Michael Grinter whistles
A Report from the Chiff & Fipple Australian Bureau
I received this report via email from Mark Walstrom in August 1999.
I got a new high-end whistle I want to tell you about. I include some photos too. First of all, I am not qualified to do a real review of it since my wife and I have been playing Irish music on Generation whistles for many years (actually, a combined 35 years-yikes!) and have limited experience with expensive whistles. . Up until this week my best whistle was a Generation Bb shortened to a B by pipe-maker,Geoff Wooff ( to play in pitch with my pipes). This new whistle was built by Michael Grinter in Australia. http://www.castlemaine.net.au/~grinter/ He is a first-rate recorder and †flute maker who has begun making whistles.
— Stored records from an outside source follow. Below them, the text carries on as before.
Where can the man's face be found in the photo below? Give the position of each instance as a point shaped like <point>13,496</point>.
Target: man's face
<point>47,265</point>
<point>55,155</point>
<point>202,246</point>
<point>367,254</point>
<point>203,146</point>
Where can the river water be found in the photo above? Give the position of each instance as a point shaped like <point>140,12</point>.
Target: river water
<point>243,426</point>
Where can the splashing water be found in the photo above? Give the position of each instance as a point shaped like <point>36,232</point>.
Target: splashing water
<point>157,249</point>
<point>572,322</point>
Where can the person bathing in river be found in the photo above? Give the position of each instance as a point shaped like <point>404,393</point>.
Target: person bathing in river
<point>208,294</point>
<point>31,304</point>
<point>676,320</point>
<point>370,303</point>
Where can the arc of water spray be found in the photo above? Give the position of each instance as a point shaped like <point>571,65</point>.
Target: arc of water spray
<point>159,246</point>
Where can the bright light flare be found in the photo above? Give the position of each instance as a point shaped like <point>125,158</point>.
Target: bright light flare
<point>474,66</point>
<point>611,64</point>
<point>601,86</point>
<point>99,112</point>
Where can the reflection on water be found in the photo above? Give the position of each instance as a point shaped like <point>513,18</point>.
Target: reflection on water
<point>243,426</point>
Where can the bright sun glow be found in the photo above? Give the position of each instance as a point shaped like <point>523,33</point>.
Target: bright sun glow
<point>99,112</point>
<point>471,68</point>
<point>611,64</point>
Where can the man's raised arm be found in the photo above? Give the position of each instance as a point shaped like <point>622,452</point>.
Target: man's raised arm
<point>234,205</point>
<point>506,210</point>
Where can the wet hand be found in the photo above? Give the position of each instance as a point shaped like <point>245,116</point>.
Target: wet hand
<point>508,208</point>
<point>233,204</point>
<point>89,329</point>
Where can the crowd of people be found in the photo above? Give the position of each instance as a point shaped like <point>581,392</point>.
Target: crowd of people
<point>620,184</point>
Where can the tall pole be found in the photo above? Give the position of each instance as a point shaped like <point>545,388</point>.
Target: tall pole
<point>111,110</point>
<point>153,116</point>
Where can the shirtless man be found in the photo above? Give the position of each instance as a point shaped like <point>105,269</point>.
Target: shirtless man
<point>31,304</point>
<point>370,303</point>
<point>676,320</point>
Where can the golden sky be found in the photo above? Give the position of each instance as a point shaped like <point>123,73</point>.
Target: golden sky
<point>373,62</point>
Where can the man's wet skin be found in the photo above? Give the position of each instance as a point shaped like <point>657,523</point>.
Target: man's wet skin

As far as I know,he has only made a few, pitched in low F but has plans to make more in other pitches. Kevin Crawford and Sean Smyth in the band,Lunasa, play these F whistles. I bought the whistle from my friend Paul Groff at Groff's Music in Cambridge,MA (617) 499-9928. He has established a relationship with Grinter and sells his instruments here in the US. Paul has 3 of Grinter's wooden flutes (also first-rate) at present, but no whistles. He does have more whistles on order. This beautiful 2-piece whistle is made of Kingwood, a type of rosewood, although he uses many kinds of wood. It has brass rings and a brass tuning slide. The wood is turned very thin so the whistle feels light as a feather. The craftsmanship is impeccable. The mouthpiece is similar in shape to a Susato but all wood, with a cedar plug pinned in with a brass pin. †The tone holes are pretty large and the lowest hole is set very low so one must have fairly big fingers and hands to do it justice. I can play it without using piper fingering. My wife's small hands won't do the job and she is looking forward to a smaller,higher pitched whistle like it. †The whistle is loud and easy to blow but requires a fair bit of air, especially in the upper octave. The intonation is excellent across both octaves. The low D is easy to hit and cran. The sound is more like an Irish flute than any whistle I've played. Playing fast, it has the woody chiff that can give the 'bark' some flute players use. The thing in really alive, you can feel the vibrations in your hands as you play. The big round tone sounds wonderful playing airs. It is a great whistle and Grinter is sure to rank among the top makers.